Verfasst von: Heike Kaltofen, Dierk A. Vagts, Uta Emmig und Peter Biro
Akute Porphyrien.
Subtypen
Akute intermittierende Porphyrie (Porphobilinogen-Desaminase-Defekt).
Hereditäre Koproporphyrie (Koproporphyrinogen-Oxidase-Defekt).
Porphyria variegata (Protoporphyrinogen-Oxidase-Defekt).
Oberbegriffe
Stoffwechselstörung, Enzymdefekte der Porphyrinsynthese (Hämsynthese), Porphyrinopathie, Photodermatosen, Idiosynkrasie.
Organe/Organsysteme
Blutbildendes Knochenmark, Gastrointestinaltrakt, Haut, Nervensystem.
Inzidenz
Akute intermittierende Porphyrie: Europa 1:20.000, Lappland 1:1000, Porphyria variegata bei weißen Südafrikanern 1:300; sonst insgesamt ca. 1:80.000 bis 1:100.000. Gynäkotropie 1:4.
Ätiologie
Hereditär; autosomal-dominanter Erbgang. Es liegt eine erniedrigte Aktivität verschiedener Enzyme der Hämbiosynthese vor. Dies führt zu Porphyrinämie, Ablagerung von Porphyrinen in verschiedenen Organen und Porphyrinurie. Akkumulation von neurotoxischer delta-Aminolävulinsäure sowie Mangel an Häm werden für die Auslösung einer sogenannten neuroviszeralen Krise verantwortlich gemacht
Verwandte Formen, Differenzialdiagnosen
Alle anderen, überwiegend chronischen Porphyrien: Plumboporphyrie (=Doss-Porphyrie, Aminolävulinsäure-Dehydratase-Defekt, evtl. auch anästhesierelevant), kongenitale erythropoetische Porphyrie (Uroporphyrinogen-Kosynthase-Defekt), Porphyria cutanea tarda (Uroporphyrinogen-Decarboxylase-Defekt), erythropoetische Protoporphyrie (Ferrochelatase), Protocoproporphyria hereditaria, „mixed hepatic porphyria“. Diese Formen haben weniger Implikationen für die Anästhesie.

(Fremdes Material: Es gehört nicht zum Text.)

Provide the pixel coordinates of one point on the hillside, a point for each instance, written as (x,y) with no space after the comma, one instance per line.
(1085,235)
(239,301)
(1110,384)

Ferner: Schwermetallintoxikationen, Hexachlorbenzenintoxikation, δ-Aminolävulinsäureurie, akutes Abdomen, akute Appendizitis, psychiatrische Erkrankungen, Polyneuritis, Hämaturie, Landry-Sy, Meyer-Betz-Sy, Gamstorp-Sy, Poliomyelitis.

Symptome

Im akuten Anfall: abdominale Koliken neurovegetativen Ursprungs, Ileus, Fieber, hepatische Dysfunktionen, Nausea, Vomitus, Polyneuritis, Paresen, Paralysen (bis zur Atemlähmung, ähnlich Guillain-Barré-Sy), Hyporeflexie, psychische Veränderungen (akute toxische Psychose, Depression), Enzephalopathie, Krampfanfälle, Tachykardie, Hypertension, Rotfärbung des Urins, hämolytische Anämie.
Labor: erhöhte Transaminasen, Hypokaliämie, Hyponatriämie, Kreatinin- und Harnstoffanstieg, Anämie. Im Urin: δ-Aminolävulinsäure und Porphobilinogen erhöht.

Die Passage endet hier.